I agree that the terms "language" and "dialect" should be better defined (although controversy would exist in any case). The "languages" used in the game are sometimes more similar to language groups, and sometimes they are actual languages. For example, we have "Scandinavian" and "Baltic" languages, but Cisalpine is different from Italian, and Portuguese is different from Spanish (instead of one Iberian language). I think the developers previously mentioned that they didn't want to weaken some dialects by splitting them into full languages. However, since the size of languages already differs greatly, maintaining historical accuracy should be preferable, if it's possible to do so.
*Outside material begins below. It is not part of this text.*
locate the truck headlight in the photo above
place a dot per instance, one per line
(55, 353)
As for the difference between a language and a dialect, it is often controversial, but with the inclusion of court and market languages, it can come down to these criteria (which of course could be expanded or revised):
1) Whether the language was or could have been used in government, as the language of administration, laws, or legal documents (e.g., court language).
2) Whether the language was used in commerce, trade, and craftsmanship (e.g., market language).
3) Whether the language was standardized (whatever that means) and has grammars, dictionaries, other linguistic works, and high literature.
It’s hard to find a sphere of life where Ruthenian wasn’t used in the EU5 timeline (except for liturgy). Furthermore, the West Slavic language was recently split into Lechitic and Czechoslovak, so East Slavic should be split too if we want to be consistent.
As I have outlined, with those criteria every dialect will be split.
Low German was a market language
Swedish was used for lawmaking iirc
Middle Dutch has an entire article on Wikipedia of everything that was written on it
Venetian was a Lingua Franca in the sea.
I do think Iberian split to Spanish and Portuguese is a developer bias, and they should be merged. Italian feedback thread is arguing for uniting Cisalpine and Italian. And weakening is not only about the area.